Reputation: 8530
I'm using Intel SSE/AVX/FMA intrinsics to achieve perfectly inlining SSE/AVX instructions for some math functions.
Given the following code
#include <cmath>
#include <immintrin.h>
auto std_fma(float x, float y, float z)
{
return std::fma(x, y, z);
}
float _fma(float x, float y, float z)
{
_mm_store_ss(&x,
_mm_fmadd_ss(_mm_load_ss(&x), _mm_load_ss(&y), _mm_load_ss(&z))
);
return x;
}
float _sqrt(float x)
{
_mm_store_ss(&x,
_mm_sqrt_ss(_mm_load_ss(&x))
);
return x;
}
the clang 3.9 generated assembly with -march=x86-64 -mfma -O3
std_fma(float, float, float): # @std_fma(float, float, float)
vfmadd213ss xmm0, xmm1, xmm2
ret
_fma(float, float, float): # @_fma(float, float, float)
vxorps xmm3, xmm3, xmm3
vmovss xmm0, xmm3, xmm0 # xmm0 = xmm0[0],xmm3[1,2,3]

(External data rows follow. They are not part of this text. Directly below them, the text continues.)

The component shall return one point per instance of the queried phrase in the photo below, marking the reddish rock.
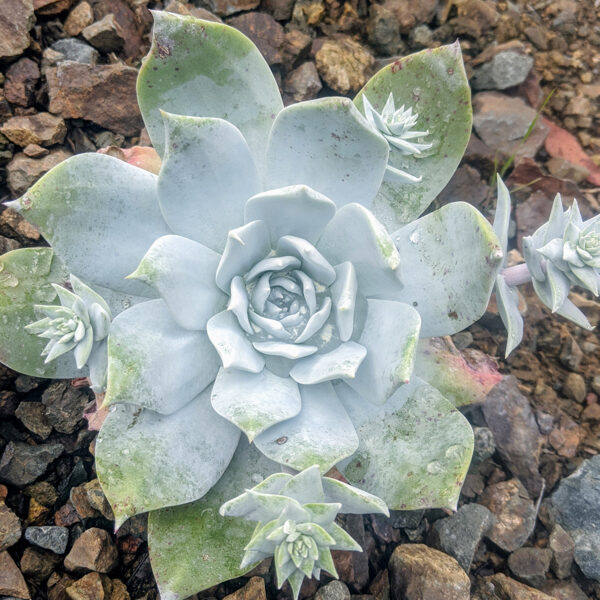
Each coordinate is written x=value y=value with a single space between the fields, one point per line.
x=21 y=79
x=103 y=94
x=264 y=31
x=23 y=171
x=11 y=580
x=16 y=19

vmovss xmm1, xmm3, xmm1 # xmm1 = xmm1[0],xmm3[1,2,3]
vmovss xmm2, xmm3, xmm2 # xmm2 = xmm2[0],xmm3[1,2,3]
vfmadd213ss xmm0, xmm1, xmm2
ret
_sqrt(float): # @_sqrt(float)
vsqrtss xmm0, xmm0, xmm0
ret
while the generated code for _sqrt
is fine, there are unnecessary vxorps
(which sets the absolutely unused xmm3 register to zero) and movss
instructions in _fma
compared to std_fma
(which rely on compiler intrinsic std::fma)

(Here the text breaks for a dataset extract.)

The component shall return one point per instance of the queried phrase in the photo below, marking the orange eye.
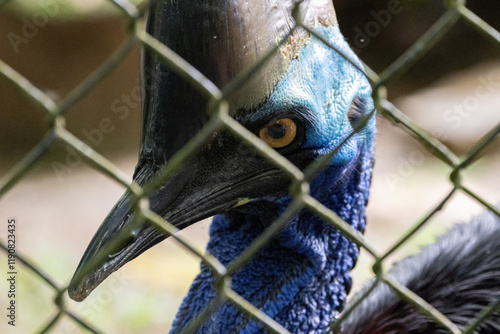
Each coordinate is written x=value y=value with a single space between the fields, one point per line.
x=279 y=133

the GCC 6.2 generated assembly with -march=x86-64 -mfma -O3
std_fma(float, float, float):
vfmadd132ss xmm0, xmm2, xmm1
ret
_fma(float, float, float):
vinsertps xmm1, xmm1, xmm1, 0xe
vinsertps xmm2, xmm2, xmm2, 0xe
vinsertps xmm0, xmm0, xmm0, 0xe
vfmadd132ss xmm0, xmm2, xmm1
ret
_sqrt(float):
vinsertps xmm0, xmm0, xmm0, 0xe
vsqrtss xmm0, xmm0, xmm0
ret
and here are a lot of unnecessary vinsertps
instructions
Working example: https://godbolt.org/g/q1BQym
The default x64 calling convention pass floating-point function arguments in XMM registers, so those vmovss
and vinsertps
instructions should be eliminated. Why do the mentioned compilers still emit them? Is it possible to get rid of them without inline assembly?
I also tried to use _mm_cvtss_f32
instead of _mm_store_ss
and multiple calling conventions, but nothing changed.
Upvotes: 4
Views: 1318
Reputation: 8530
I write this answer based on the comments, some discussion and my own experiences.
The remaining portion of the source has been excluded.